London, May 30: Eoin McKeogh knows how hard it can be to make the Internet forget.
He started waging a court battle against the likes of Google, Facebook and Yahoo after a Dublin cabdriver posted a video in 2011 that showed someone who looked like him — but wasn’t — bailing on his cab fare. McKeogh, a university student who was in Japan at the time, was pilloried on the Internet after an anonymous user falsely named him as the fare dodger.
While the original video was taken down long ago, McKeogh continues to fight in court to expunge the digital trail. He is among the thousands of Europeans trying to erase their online histories.
In France, a mother recently sought to remove photos of her scantily clad teenage daughter from a website. In Romania, a woman tried to curtail online access to records of her divorce. In Britain, a former politician wanted to delete Google links to a book he viewed as defamatory towards him.
Such efforts have accelerated after a landmark decision by the European high court this month that will require Google and other search providers to consider individuals’ requests to remove links that they say infringe on their privacy.
In the first few days after the ruling, about 1,000 Europeans asked Google to take down links, with about half having criminal convictions and half not, according to people briefed on the requests. The requests included an actor seeking to expunge links to articles about an affair with an underage girl and a doctor seeking to take down negative reviews.
Search companies will face a considerable challenge in responding to the requests. Google alone handled more than 23 million requests in the last month to remove links to copyrighted material around the world. But much of those efforts are automated and address straightforward issues like taking down a link to a stolen movie.
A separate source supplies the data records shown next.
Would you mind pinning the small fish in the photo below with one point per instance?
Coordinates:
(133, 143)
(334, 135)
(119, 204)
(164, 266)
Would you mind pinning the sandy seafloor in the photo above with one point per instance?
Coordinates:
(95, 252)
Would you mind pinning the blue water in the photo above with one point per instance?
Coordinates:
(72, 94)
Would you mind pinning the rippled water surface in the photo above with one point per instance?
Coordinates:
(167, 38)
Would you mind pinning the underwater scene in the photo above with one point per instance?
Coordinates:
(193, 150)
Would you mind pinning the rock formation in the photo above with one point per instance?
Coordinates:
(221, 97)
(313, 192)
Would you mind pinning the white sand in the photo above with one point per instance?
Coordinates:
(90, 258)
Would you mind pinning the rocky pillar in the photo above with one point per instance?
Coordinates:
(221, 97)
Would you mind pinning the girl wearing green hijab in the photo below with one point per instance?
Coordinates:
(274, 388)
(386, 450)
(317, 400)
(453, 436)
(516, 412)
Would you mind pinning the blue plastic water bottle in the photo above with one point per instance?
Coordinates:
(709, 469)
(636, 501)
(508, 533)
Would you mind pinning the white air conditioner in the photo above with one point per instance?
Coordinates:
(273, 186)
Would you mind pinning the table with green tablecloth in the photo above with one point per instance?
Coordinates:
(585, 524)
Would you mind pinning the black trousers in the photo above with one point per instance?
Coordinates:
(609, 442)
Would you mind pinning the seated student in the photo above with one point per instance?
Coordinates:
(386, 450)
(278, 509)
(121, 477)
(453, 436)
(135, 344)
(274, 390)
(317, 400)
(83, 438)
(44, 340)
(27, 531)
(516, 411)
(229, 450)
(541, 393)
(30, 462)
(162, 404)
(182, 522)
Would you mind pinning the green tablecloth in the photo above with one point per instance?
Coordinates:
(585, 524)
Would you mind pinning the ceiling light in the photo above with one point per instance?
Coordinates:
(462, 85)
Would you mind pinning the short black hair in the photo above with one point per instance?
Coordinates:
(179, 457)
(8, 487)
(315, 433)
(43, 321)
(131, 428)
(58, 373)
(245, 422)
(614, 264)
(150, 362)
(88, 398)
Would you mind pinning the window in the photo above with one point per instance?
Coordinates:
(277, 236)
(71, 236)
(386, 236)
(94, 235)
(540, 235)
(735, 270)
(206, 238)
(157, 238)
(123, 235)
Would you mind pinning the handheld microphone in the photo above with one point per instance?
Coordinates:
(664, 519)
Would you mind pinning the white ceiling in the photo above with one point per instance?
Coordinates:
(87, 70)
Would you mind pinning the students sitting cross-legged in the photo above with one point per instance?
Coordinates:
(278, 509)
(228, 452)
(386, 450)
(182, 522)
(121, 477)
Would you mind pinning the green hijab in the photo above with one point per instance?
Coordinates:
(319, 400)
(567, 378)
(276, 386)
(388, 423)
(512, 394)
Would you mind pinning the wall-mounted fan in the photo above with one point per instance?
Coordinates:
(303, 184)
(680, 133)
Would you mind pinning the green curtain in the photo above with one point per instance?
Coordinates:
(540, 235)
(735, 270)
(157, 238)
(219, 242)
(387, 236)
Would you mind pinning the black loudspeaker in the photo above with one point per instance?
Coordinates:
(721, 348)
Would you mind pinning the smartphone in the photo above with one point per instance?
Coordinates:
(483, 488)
Dealing with individuals who bring complaints in Europe promises to be more complex because it would most likely require additional employees to grapple with less clear-cut decisions. Google now has a Web form for Europeans to request that links be removed. The company also said it plans to create an advisory committee to “cultivate a public conversation about these issues”.
While the ruling appears to newly enshrine a “right to be forgotten”, Europe has long taken an aggressive stance on individual rights in the digital age. Each nation in the EU already has a data protection agency through which citizens can appeal for help in erasing their online histories.
The court decision stems from a case brought by a Spaniard, Mario Costeja González, who was concerned about the prominence given by Google to a short newspaper notice from the 1990s about a house he owned being sold off to pay debts. “I was never worried about my online image, I was worried about the impact on my work,” Costeja González, a lawyer, said in a brief interview.
But the tech industry has portrayed the decision as a blow against the free flow of information on the Web and a victory for those who want to cover up past misdeeds — including paedophiles, corrupt politicians and unscrupulous business people.
“A simple way of understanding what happened here is that you have a collision between a right to be forgotten and a right to know. From Google’s perspective that’s a balance,” Eric Schmidt, Google’s executive chairman, said in recent comments.
Indaco Systems, a Romanian company, operates a website that publishes Romanian court proceedings, which are released by the government. The company has received hundreds of complaints this year from citizens who are concerned about public access to court filings that involve them. Many of the complaints are spurred by Google links leading to the case records.